Managing Your Time Efficiently

Developing good time management skills is something that even I have a hard time accomplishing. It means getting up early in the morning, planning out your day accordingly,  turning off Facebook and all other distractions that could keep you from conquering the day. Whether you’re still in school or just starting your career, you can benefit from much of the advice I give here, because by getting yourself into the habit of managing your time efficiently, you can get more done in a week, giving you a greater sense of accomplishment.

1.    Buy Yourself A Planner

It’s a handy tool that I’ve mentioned a couple times. It’s very useful if you’re not in the habit of keeping a calendar or a white board in your work area. It’s also portable, allowing you to check on what’s next on your list anywhere you go. The trick though is keeping up with it and spacing everything out so that you’re not working yourself to death by the time deadlines are due.

First, you’ll want to look everything over and write down your deadlines. Then from there, plan everything that you need to get done by the week, spacing it all out evenly. You’ll be adding to it during of the course of the semester (as a student), but that’s to be expected. Each day, you should be looking over what you need to be doing for that day and working to get as much of it done as you can.

2.    Eat Healthy, Sleep, and Exercise

A good cycle is to get plenty of rest, exercise and stretch for an hour in the morning, and eat a big, healthy breakfast.

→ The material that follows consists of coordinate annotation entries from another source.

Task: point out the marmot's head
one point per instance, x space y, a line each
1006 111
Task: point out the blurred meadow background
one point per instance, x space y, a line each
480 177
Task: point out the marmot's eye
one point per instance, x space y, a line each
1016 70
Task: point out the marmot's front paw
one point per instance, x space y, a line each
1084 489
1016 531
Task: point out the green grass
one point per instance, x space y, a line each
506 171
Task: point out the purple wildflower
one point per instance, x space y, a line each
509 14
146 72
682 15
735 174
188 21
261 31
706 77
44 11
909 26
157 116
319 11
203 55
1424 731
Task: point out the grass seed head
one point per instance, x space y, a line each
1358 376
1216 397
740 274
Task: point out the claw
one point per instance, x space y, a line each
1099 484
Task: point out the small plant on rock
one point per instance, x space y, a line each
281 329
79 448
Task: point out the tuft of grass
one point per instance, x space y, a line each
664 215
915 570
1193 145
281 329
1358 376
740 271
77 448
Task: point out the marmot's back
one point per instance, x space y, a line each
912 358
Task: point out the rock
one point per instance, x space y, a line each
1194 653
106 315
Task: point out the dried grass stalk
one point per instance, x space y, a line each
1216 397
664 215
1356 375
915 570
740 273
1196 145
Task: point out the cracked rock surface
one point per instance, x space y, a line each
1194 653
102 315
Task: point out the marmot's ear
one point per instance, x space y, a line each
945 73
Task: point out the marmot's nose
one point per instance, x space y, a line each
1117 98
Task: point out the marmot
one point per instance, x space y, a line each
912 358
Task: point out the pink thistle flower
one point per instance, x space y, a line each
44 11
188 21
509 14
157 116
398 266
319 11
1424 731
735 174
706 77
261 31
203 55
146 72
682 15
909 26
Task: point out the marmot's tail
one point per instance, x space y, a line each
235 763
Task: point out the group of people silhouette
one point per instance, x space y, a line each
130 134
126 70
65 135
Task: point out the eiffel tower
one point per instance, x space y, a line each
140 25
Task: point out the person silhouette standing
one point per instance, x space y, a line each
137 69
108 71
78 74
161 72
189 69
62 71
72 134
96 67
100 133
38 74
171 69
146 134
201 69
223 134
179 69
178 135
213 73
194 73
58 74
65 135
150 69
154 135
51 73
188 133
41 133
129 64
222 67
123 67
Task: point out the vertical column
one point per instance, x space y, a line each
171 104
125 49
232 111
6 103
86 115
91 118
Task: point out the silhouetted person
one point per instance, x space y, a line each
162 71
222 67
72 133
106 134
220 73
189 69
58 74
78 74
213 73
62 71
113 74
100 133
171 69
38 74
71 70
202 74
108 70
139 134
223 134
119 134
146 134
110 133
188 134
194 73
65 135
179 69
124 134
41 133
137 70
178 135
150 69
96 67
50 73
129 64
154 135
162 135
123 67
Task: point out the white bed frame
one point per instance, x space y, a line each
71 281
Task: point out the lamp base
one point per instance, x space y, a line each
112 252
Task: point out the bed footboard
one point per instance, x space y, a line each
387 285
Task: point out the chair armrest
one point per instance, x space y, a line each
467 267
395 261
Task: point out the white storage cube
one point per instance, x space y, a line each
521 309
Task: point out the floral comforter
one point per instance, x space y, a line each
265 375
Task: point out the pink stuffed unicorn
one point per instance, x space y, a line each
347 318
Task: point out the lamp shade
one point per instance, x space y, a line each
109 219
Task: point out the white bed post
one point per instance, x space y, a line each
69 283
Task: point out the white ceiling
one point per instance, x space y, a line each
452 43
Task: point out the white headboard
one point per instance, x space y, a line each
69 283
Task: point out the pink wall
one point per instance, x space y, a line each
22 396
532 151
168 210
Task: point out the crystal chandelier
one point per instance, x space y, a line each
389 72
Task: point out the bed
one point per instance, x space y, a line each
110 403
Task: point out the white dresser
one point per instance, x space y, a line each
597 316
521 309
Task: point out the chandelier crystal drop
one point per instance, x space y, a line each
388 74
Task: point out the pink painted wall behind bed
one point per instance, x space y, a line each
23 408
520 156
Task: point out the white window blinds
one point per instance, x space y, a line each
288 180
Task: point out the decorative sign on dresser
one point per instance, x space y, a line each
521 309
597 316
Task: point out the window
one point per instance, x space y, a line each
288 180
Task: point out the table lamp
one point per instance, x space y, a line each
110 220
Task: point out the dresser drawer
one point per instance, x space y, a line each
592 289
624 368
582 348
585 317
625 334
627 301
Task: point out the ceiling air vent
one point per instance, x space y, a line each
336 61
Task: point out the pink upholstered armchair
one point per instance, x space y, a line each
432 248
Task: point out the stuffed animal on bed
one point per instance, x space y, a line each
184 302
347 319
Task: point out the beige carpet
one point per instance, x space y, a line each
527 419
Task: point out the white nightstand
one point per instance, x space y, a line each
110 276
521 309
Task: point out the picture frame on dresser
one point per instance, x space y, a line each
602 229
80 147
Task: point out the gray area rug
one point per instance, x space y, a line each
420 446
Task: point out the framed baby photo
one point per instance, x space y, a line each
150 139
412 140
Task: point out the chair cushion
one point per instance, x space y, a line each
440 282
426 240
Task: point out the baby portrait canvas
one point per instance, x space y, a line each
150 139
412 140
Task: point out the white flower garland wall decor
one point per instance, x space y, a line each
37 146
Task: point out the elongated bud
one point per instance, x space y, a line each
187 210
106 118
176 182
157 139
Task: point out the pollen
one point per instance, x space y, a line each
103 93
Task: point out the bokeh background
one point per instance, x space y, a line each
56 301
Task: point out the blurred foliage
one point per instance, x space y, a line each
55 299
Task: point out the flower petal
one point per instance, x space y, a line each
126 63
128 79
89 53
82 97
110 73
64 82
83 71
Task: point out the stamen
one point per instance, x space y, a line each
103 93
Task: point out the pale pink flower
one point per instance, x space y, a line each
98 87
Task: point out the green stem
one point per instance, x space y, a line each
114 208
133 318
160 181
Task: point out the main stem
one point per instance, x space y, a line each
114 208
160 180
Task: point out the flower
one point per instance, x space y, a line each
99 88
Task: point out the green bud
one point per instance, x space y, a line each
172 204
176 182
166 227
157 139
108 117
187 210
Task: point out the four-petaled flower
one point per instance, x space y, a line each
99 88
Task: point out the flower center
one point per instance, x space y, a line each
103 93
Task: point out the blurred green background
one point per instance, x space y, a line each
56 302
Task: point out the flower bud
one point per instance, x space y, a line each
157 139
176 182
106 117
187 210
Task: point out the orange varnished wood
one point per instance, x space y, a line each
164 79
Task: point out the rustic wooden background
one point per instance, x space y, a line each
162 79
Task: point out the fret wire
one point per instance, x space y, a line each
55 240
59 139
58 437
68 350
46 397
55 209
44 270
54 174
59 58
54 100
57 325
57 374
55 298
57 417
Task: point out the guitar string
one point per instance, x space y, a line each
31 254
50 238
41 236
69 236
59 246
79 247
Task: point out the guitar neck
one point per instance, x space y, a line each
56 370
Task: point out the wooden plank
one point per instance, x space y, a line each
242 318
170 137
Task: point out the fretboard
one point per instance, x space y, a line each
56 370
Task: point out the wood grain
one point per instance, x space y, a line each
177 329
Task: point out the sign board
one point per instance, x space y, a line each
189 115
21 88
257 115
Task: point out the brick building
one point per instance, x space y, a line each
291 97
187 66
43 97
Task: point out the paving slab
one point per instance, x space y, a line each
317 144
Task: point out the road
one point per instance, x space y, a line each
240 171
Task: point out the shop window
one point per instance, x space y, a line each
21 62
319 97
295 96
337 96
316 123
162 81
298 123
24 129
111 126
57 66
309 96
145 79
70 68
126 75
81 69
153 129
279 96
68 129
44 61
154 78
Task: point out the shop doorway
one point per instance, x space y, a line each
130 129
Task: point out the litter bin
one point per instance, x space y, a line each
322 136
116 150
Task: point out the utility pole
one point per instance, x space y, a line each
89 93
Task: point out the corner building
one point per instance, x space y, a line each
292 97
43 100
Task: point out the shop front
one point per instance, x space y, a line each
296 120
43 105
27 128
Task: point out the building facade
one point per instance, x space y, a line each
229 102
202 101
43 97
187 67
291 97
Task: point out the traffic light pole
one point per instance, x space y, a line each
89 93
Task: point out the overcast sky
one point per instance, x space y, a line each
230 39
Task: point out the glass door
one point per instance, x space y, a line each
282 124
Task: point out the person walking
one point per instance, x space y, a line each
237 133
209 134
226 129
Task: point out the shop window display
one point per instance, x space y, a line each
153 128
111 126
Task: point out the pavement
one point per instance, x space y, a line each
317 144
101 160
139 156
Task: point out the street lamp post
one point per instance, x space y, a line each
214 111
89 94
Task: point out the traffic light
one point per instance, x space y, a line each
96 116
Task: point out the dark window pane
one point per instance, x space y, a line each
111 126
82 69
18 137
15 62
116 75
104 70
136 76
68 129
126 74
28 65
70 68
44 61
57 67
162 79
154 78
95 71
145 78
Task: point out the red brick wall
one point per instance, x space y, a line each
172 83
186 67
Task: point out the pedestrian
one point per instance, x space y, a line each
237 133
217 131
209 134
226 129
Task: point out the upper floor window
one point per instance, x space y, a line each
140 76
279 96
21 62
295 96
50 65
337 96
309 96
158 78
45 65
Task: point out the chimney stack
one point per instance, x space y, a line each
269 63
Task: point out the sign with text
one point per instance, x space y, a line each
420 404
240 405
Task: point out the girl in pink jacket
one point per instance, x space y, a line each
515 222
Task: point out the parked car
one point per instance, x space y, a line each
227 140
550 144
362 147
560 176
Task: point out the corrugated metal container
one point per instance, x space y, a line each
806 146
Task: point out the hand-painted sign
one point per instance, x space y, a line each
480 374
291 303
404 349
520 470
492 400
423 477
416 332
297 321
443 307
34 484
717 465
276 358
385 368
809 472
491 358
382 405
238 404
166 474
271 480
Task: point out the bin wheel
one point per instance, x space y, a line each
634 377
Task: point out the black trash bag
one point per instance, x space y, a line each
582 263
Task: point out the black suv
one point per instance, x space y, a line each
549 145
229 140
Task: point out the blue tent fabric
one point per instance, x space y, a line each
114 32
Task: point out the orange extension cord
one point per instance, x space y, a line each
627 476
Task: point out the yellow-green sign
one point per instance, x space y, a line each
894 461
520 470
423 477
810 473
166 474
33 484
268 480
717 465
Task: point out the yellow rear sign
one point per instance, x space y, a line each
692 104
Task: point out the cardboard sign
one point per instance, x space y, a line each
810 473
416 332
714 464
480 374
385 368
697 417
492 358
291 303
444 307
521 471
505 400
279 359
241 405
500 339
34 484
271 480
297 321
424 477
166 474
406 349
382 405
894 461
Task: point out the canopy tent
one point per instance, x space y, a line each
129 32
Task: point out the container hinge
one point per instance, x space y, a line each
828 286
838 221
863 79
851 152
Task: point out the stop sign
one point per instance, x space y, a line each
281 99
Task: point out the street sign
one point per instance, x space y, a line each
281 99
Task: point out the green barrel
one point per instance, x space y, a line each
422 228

Now this isn’t easy to do if you’re in college, especially if you’re both working and going to school full time, but it really does help improve your focus. Exercise keeps your blood flowing, eating healthy keeps your brain working, and sleep keeps you alive. If you’re lacking in any one of these areas, your body tends to deteriorate pretty rapidly.

First off, don’t be pulling off all-nighters. Not only do you work much less efficiently than you do if you were well rested, but your body’s ability to recuperate is diminished, and over time, can lead to some serious health risks. Now to counteract the lack of efficiency caused by fatigue, people will try to use caffeine. This helps with raising mental awareness, but doesn’t do very much in the focus department — you just simply feel less tired. So save yourself the money and any future doctor’s visits: get some sleep.

Again, try to eat healthy and find time to exercise. This is good not only for your physical well-being, but it helps keep you feeling more alert and aware. And overall, you’ll just feel better.

3.    Keep Everything Else Out of Sight

The best place to get work done is in the library. There’s no television. No loud noises. You have free internet, but it’s in public, so you’re less likely to waste time when you know that there’s stuff that needs to be done — unless if you really don’t care if other people see what you’re wasting your time on, then you could probably do without the internet. I actually have a folder on my Bookmarks bar titled Time Dump. It contains links to GameSpot, YouTube, and Facebook, as well as a few others. Keeps it all out of sight and out of mind.

But not everything is limited to just the internet. A clean workspace helps too as it improves your efficiency and reduces stress as well. Now some people actually work better with a messy desk — it all depends on your personality. For me, I’m in between. A good rule of thumb is that if you need it for whatever it is that you’re working on that week, leave it alone; if not, then get rid of it. If you’re working on writing a space opera during your free time and having that statue of Master Chief  on your desk gets you into the mode, then he’s good where he stands, but it may be wise to just put him away if all you can think about is playing more Halo.

4.    Segment By the Hour

For most people, it’s hard to focus one task for more than an hour at a time. You’re much less productive past that, which means that precious time is being wasted. Tackle your hardest, most challenging task first — whether it be practicing for your calculus test or working on that research paper for Psychology. Take a five minute break and work on the next thing.

The mistake that many people make is they set a goal, like a word count, and work to achieve that goal. The problem with that though is that it’s easy to slow down once you get closer to that goal. For me, it can sometimes take me two hours to write 500 words if that ends up being my goal. But if I give myself only an hour, I push myself to write as much as I can and end up with 750 words on average by the time I’m done. So instead of setting a goal to practice so many math problems, give yourself an hour to do as many as you can. Count how many you were able to get done and try to beat that number the next time. If you don’t, too bad. Try again next time.

By following these steps, you’ll be able to improve your productivity, getting more done while spending less time getting it done. Many of us have busy work weeks or have a lot that we’d like to get done in the week, so it’s always good to find a way to discipline yourself and try to get as much done as you can. Hopefully, you’ll get to the point where you’ll be able to set aside some free time to unwind and not be spending that time in bouts of space-out sessions or dumping that time by perusing the interwebs and whatnot.